En los países desarrollados, acciones como la reducción de la jornada de trabajo, sin reducción
salarial, constituyen uno de los principales caminos para la solución del problema del desempleo.
“En una sociedad en que el trabajo regular se configura como status de ciudadanía, es necesario
que se creen condiciones para garantizar a la población la inserción productiva en el mercado de
trabajo en condiciones no precarias”.[39]
En cambio, en América Latina, la aceleración del desempleo obedece a causas estructurales
derivadas del desempleo tecnológico que viene provocando la reestructuración económica. En
algunos casos, como en México y Brasil, estos cambios han involucrado difusión microelectrónica
e informática e innovaciones organizacionales en base a los métodos japoneses de organización
y producción en los sectores más dinámicos de la economía, debilitando la capacidad del sistema
para crear nuevos empleos. Otra causa, que acelera el desempleo, se encuentra en las políticas
neoliberales.
Son raros los casos en donde se da una combinación virtuosa entre tecnología y empleo, sin que
necesariamente implique el detrimento de éste. Pero, seamos justos, generalmente detrás de
este fenómeno está la fuerza del sindicato y sus luchas.[40] Sin embargo, esto no es la regla,
sino la excepción ya que el sindicalismo, o está coludido con las instituciones oficiales del
gobierno o, bien, carece de estructuras y fuerzas suficientes para imponer sus demandas e
intereses en la política y en la sociedad.

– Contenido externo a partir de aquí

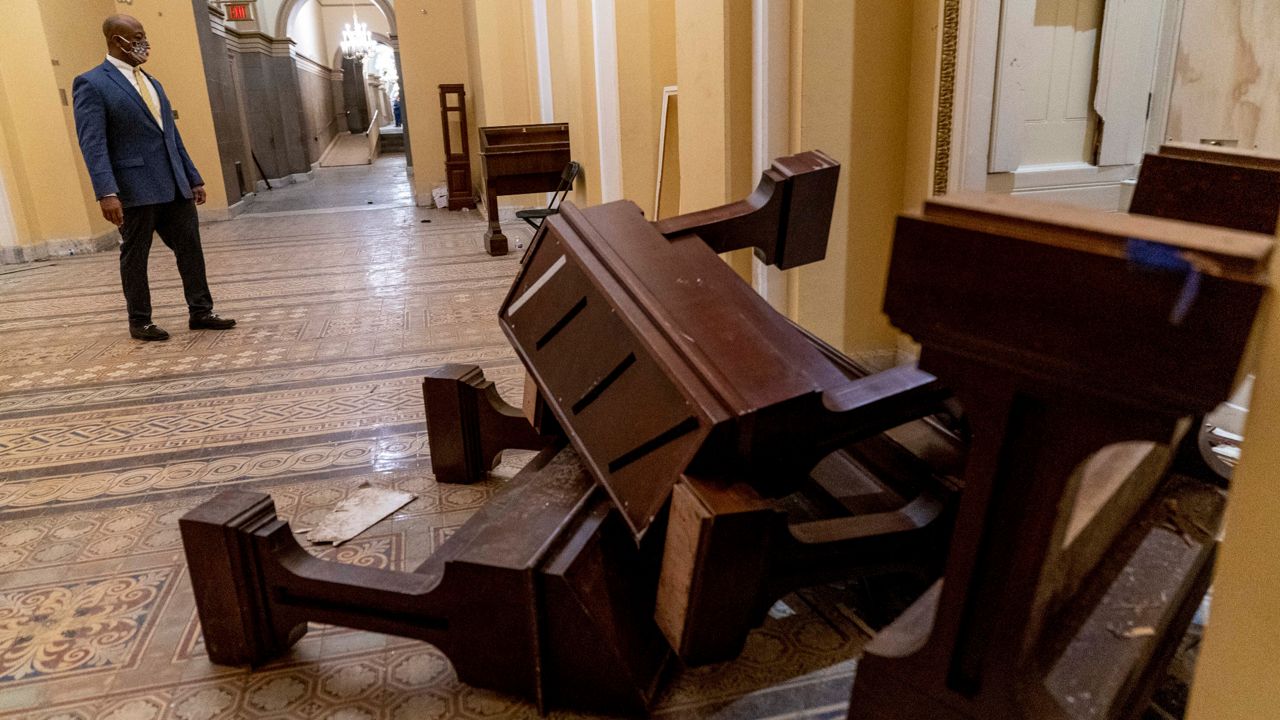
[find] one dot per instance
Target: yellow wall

Es por eso que, más allá de que los cambios en el proceso de trabajo y en las relaciones
laborales (en Brasil, en México, en Chile), hayan sido acompañados de incorporación de
tecnología, y la fuerza de trabajo relocalizada (en industrias como la automotriz, por ejemplo)

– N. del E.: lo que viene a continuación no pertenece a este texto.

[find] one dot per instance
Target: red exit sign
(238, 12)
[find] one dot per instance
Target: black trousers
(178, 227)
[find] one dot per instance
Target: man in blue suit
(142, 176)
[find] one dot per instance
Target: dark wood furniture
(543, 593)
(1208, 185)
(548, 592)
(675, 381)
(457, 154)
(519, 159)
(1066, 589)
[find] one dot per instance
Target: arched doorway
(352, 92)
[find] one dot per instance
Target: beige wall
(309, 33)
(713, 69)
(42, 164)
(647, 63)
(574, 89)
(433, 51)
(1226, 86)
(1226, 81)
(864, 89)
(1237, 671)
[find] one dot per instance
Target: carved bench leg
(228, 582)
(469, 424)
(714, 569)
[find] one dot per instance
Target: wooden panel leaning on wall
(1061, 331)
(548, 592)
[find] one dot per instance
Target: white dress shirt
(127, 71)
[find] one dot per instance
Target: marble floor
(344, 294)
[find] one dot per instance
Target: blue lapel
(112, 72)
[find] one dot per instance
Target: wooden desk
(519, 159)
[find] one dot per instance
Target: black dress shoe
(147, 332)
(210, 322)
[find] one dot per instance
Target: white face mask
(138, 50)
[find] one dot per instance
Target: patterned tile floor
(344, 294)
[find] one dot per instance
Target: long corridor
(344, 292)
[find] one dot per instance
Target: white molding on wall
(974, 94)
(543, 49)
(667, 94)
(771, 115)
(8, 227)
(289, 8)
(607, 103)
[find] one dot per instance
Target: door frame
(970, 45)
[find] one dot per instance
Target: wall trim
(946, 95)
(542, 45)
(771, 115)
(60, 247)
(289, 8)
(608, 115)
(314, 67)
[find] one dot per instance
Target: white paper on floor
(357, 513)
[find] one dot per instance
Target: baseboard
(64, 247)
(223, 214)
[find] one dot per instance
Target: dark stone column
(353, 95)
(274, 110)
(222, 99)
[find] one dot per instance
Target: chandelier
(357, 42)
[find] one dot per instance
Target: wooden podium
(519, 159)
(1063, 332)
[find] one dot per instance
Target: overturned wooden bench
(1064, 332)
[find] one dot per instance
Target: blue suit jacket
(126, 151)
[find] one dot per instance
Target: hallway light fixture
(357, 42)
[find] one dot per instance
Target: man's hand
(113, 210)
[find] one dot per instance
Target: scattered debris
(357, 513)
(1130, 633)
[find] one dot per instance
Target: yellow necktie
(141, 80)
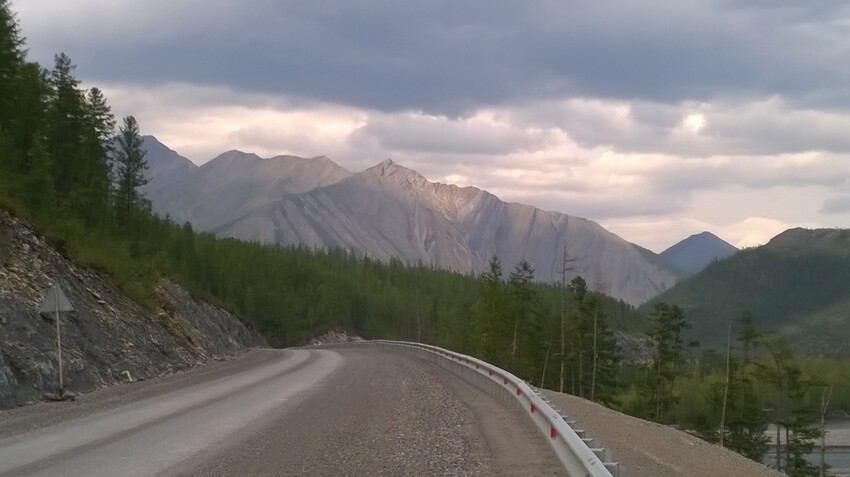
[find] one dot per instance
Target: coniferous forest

cuando es desplazada por la reestructuración; por el contrario, en América latina, los ajustes
laborales han estado precedidos de políticas de desregulación de los contratos de trabajo y,
en consecuencia, de la precarización del trabajo con repercusiones en todas las esferas de la
vida social.
4.4. Conclusión
Es indiscutible que la automatización flexible es un dispositivo, no solamente tecnológico, sino
económico y político cuya estrategia consiste en romper las rigideces estructurales de una
economía posbélica que entró en crisis y ya no asegura condiciones normales de rentabilidad.
Para el mundo del trabajo, ello se traduce en una reestructuración de sus condiciones jurídico-
laborales para convertirse en una fuerza de trabajo precarizada y polivalente, o sea,en
una fuerza de trabajo que está expuesta constantemente a perder sus derechos. Esta vía abre
todas las posibilidades al capital para echar mano de la superexplotación del trabajo en los
términos en que la definimos anteriormente, asumiendo la forma monumental de la
precarización del trabajo a finales del siglo XX.